The selective outrage of the left

The Left has spent the last years in a state of constant moral outrage. In their world consisting of victims and oppressors, unfairness is everywhere. Free market policies are devised not only to enrich the rich, but to purposefully undermine the wellbeing of the poor. The Tories are not out to reform the welfare system but to murder the disabled. Opponents are called out as sexists, racists, white supremacists, Nazis… Before the 2015 general election, the Mirror actually ran a headline saying ’Remember those killed by Tory austerity when you cast your vote’. Peruse the comment section on the Guardian’s opinion pages and see the vitriol literally spilling over.

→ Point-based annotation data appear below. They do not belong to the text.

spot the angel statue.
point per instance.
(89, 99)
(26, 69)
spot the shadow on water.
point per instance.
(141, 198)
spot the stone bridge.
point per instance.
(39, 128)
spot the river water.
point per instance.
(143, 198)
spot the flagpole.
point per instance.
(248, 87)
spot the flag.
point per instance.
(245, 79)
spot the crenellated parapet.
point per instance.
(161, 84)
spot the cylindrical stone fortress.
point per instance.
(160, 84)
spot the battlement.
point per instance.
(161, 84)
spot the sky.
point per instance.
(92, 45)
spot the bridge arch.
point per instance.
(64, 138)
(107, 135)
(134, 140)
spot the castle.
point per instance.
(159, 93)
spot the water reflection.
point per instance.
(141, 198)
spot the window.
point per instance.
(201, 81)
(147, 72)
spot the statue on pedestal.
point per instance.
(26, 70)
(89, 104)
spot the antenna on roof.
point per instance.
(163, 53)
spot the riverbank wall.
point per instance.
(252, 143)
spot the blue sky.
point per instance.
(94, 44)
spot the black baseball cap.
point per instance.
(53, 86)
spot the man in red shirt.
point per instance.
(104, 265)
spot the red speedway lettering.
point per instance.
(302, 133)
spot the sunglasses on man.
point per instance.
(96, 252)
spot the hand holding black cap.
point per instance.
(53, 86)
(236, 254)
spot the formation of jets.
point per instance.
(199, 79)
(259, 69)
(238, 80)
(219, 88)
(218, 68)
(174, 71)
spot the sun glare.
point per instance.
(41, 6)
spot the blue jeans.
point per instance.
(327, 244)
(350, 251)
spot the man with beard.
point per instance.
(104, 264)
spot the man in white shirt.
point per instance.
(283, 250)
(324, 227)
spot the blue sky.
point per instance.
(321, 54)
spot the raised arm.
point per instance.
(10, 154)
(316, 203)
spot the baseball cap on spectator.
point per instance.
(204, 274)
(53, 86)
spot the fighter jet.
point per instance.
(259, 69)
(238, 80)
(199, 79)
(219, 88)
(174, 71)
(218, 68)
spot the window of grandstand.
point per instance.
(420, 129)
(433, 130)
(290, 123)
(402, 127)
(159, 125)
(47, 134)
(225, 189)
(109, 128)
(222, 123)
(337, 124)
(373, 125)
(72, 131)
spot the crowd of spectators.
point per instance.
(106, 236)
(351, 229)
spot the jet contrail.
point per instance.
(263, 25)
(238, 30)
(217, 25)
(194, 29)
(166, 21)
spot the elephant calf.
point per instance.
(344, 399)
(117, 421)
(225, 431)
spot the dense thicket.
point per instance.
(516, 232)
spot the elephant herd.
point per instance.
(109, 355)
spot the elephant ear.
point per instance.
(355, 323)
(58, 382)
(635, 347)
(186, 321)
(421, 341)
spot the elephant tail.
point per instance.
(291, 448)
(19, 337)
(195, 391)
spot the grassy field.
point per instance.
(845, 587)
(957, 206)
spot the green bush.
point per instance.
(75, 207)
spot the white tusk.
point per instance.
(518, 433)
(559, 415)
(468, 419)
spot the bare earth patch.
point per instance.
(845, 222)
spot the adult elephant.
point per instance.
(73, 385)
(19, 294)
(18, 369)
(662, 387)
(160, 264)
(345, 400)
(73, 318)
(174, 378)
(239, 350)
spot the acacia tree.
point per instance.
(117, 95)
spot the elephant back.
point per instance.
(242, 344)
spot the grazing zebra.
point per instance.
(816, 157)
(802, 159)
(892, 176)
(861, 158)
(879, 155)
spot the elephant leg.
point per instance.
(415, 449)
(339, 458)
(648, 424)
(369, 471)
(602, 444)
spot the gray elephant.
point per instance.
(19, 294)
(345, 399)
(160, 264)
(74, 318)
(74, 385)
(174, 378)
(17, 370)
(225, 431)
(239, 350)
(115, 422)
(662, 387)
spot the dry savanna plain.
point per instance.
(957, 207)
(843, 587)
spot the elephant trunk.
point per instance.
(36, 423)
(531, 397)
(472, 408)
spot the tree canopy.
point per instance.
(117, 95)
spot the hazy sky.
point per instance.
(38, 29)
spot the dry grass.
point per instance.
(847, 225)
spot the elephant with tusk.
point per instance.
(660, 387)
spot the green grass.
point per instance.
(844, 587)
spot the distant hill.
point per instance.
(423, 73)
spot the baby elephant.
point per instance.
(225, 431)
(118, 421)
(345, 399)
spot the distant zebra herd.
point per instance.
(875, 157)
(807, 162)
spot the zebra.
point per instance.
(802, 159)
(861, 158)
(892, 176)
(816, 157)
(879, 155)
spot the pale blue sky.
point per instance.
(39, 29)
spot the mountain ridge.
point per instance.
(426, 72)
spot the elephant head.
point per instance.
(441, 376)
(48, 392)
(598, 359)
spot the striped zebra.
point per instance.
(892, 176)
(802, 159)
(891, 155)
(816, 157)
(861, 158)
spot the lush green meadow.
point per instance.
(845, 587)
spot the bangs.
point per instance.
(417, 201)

The right has a different approach, often ridiculing the left for its naivety and childlike emotionality. Rarely does the right find reason to be morally outraged, except over the naivety and disingenuity of the arguments on display from the left. Lately though, they have had reasons to disapprove of the behaviour and motives of the Labour leader, Jeremy Corbyn: in light of recent events, his past sympathy for the Venezuelan government seems even more misplaced than before and he has been widely urged to make a public condemnation of the authoritarian crackdown. Of course, he didn’t. But instead of acknowledging the moral dubiousness of his position, his supporters reacted with an outrage of their own. Where most saw a leader so blinded by ideological loyalty that he couldn’t bring himself to condemn the regime, the Corbynistas saw a conspiracy. On Twitter, the hashtag #CorbynMustCondemn was devised to allow lefties to use humour to imply that the expectation that Corbyn should condemn the behaviour of the Venezuelan regime was not only unreasonable, but another proof of a smear campaign and conspiracy by a biased mainstream to undermine his leadership: the hypocrisy of his position is unapparent to them – the man is not of dubious moral character, he’s the victim of unfair treatment.

This is the mindset of the Left: they are always the victims, the opponents always the oppressors. The victims’ cause is righteous; the oppressor tries in vain to hide his immoral motives behind a façade of respectability.

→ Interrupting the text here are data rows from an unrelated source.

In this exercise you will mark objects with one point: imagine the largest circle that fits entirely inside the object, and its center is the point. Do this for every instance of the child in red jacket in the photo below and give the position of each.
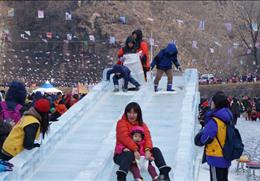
(137, 134)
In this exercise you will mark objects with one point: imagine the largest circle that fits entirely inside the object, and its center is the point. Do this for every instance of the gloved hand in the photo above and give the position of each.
(4, 168)
(147, 69)
(180, 69)
(125, 90)
(36, 145)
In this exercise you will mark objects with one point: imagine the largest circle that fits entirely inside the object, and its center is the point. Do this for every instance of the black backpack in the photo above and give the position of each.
(233, 147)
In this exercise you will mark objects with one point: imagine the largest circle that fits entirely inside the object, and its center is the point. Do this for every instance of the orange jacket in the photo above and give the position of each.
(123, 129)
(145, 51)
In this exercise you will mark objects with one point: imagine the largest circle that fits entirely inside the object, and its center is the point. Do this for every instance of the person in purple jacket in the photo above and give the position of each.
(213, 136)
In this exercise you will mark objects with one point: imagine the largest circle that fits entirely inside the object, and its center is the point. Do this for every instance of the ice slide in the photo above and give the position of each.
(80, 146)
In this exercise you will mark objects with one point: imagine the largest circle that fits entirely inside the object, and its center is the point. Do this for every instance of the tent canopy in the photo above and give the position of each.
(47, 87)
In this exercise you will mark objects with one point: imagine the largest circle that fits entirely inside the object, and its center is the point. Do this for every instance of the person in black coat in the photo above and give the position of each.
(235, 108)
(121, 71)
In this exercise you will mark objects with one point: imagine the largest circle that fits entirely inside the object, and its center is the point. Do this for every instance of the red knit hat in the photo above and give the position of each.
(42, 105)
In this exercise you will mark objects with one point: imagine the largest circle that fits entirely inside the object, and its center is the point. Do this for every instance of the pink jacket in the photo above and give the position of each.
(120, 148)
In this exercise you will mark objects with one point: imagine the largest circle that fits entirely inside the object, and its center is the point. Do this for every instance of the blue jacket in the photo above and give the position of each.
(210, 131)
(166, 57)
(120, 69)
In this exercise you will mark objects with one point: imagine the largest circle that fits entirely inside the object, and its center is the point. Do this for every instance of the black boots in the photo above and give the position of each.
(121, 176)
(164, 174)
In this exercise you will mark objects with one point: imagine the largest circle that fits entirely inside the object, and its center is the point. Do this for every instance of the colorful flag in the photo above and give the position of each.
(180, 22)
(28, 33)
(69, 36)
(23, 36)
(195, 44)
(193, 61)
(235, 45)
(206, 62)
(92, 38)
(122, 19)
(151, 41)
(229, 27)
(10, 12)
(218, 44)
(112, 40)
(254, 26)
(211, 50)
(40, 14)
(257, 44)
(202, 25)
(68, 16)
(230, 52)
(150, 19)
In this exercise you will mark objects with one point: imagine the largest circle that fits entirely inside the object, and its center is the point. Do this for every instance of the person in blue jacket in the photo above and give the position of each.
(121, 71)
(164, 61)
(213, 136)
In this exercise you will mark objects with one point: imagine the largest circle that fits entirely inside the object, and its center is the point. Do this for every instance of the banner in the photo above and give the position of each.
(10, 12)
(235, 45)
(218, 44)
(257, 44)
(23, 36)
(40, 14)
(69, 36)
(195, 44)
(92, 38)
(254, 27)
(230, 52)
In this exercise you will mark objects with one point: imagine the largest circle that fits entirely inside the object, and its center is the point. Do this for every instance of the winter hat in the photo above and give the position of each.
(220, 101)
(16, 93)
(137, 129)
(42, 105)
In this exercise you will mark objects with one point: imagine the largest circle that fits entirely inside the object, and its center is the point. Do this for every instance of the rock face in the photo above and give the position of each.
(165, 21)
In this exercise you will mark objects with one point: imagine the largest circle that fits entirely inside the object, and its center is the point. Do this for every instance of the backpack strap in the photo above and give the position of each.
(18, 107)
(214, 119)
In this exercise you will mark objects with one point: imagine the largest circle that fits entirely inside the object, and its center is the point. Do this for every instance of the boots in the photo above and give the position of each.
(164, 173)
(121, 176)
(169, 87)
(116, 89)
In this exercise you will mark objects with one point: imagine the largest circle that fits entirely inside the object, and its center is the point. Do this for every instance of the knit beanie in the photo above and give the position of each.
(42, 105)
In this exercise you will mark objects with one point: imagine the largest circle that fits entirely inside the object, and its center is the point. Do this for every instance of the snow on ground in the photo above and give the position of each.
(250, 133)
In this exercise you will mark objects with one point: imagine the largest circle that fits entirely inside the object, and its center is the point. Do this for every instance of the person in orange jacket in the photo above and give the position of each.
(141, 45)
(133, 117)
(128, 48)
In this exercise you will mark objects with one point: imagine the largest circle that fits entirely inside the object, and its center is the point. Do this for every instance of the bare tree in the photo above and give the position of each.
(246, 14)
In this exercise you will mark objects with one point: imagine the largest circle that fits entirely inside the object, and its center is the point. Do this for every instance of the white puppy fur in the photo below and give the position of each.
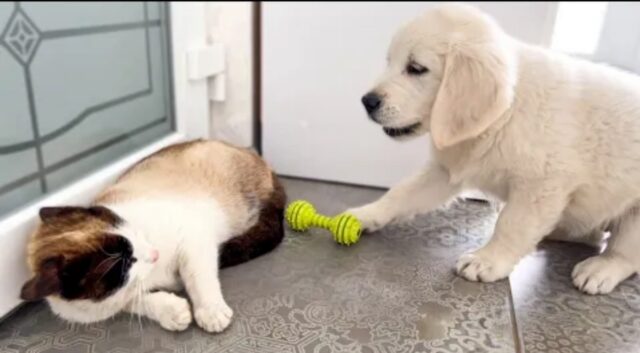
(554, 137)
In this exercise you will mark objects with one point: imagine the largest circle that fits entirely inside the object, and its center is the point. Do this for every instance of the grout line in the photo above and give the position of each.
(332, 182)
(517, 334)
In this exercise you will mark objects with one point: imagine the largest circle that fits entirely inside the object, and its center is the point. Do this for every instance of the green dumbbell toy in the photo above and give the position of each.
(301, 215)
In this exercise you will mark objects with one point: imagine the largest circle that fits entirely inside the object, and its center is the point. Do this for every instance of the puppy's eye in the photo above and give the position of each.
(414, 68)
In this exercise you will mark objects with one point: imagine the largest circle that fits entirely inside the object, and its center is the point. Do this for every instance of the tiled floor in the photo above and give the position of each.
(395, 291)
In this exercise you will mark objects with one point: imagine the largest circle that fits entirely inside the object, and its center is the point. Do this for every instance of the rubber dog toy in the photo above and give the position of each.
(301, 215)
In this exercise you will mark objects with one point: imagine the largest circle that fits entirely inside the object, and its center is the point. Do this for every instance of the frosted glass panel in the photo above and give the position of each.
(81, 85)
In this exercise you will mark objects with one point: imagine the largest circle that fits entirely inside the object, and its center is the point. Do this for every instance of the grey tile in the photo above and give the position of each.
(553, 316)
(394, 291)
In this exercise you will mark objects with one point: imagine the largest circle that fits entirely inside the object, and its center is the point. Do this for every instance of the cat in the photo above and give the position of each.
(165, 225)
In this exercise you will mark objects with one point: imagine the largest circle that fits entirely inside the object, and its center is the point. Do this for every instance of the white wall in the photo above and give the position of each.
(231, 23)
(320, 58)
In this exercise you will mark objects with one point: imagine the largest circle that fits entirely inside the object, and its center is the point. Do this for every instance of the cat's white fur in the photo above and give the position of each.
(186, 233)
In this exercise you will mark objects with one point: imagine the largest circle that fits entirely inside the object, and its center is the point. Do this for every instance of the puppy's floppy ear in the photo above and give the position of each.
(477, 88)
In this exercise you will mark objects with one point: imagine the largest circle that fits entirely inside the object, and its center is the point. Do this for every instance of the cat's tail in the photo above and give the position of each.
(263, 237)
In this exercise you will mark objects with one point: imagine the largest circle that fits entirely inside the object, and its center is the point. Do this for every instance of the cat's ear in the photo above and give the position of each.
(46, 282)
(50, 213)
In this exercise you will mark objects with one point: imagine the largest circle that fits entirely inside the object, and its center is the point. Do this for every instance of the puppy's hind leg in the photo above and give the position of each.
(602, 273)
(594, 238)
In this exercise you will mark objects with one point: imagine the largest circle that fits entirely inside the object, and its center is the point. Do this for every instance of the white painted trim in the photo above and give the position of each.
(192, 121)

The leap of faith required to occupy this self-righteous bubble is perfectly illustrated in the racism debate. Legitimately calling out white supremacists and other Caucasian racists, the left completely exonerates racism directed towards whites. To justify this, they have redefined the term, no longer accepting the usual definition of ‘prejudice based on a belief in the superiority of one’s own race’, but coupling it with the ubiquitous concept of ‘privilege’ to mean ‘prejudice plus power’ – only someone enjoying ‘white privilege’ and the accompanying power can be racist. Racists of their own ilk are hence automatically exonerated.

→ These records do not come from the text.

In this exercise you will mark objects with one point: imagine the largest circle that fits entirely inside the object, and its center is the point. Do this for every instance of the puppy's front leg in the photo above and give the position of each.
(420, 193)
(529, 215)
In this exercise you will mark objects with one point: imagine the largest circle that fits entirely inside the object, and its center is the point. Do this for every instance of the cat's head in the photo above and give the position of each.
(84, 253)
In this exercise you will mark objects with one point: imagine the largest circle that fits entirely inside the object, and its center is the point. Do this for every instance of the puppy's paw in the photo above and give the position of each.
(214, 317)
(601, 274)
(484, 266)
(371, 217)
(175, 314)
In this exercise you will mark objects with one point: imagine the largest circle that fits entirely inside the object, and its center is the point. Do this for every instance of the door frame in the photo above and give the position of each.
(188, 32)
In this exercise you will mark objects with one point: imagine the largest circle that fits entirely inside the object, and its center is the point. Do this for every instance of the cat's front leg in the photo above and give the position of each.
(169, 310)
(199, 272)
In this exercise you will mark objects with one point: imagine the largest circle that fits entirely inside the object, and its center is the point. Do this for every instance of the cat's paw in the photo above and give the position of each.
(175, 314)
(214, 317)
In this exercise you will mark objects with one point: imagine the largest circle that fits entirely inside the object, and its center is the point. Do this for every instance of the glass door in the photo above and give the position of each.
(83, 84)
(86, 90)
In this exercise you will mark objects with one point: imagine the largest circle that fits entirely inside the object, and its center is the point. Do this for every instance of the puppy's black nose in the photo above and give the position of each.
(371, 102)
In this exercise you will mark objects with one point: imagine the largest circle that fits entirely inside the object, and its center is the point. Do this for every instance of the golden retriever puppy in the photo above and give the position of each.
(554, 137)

The left and the right increasingly occupy different realities. Residing in an echo-chamber, the nauseatingly sanctimonious left has nothing to say to their opponents except the incessant shouting of abuse. Further polarisation of the political landscape seems inevitable at this point. The stakes are high and the eventual victor is hard to pick – but one battle has found a winner: the right may lose elections, but the left has already lost its sanity.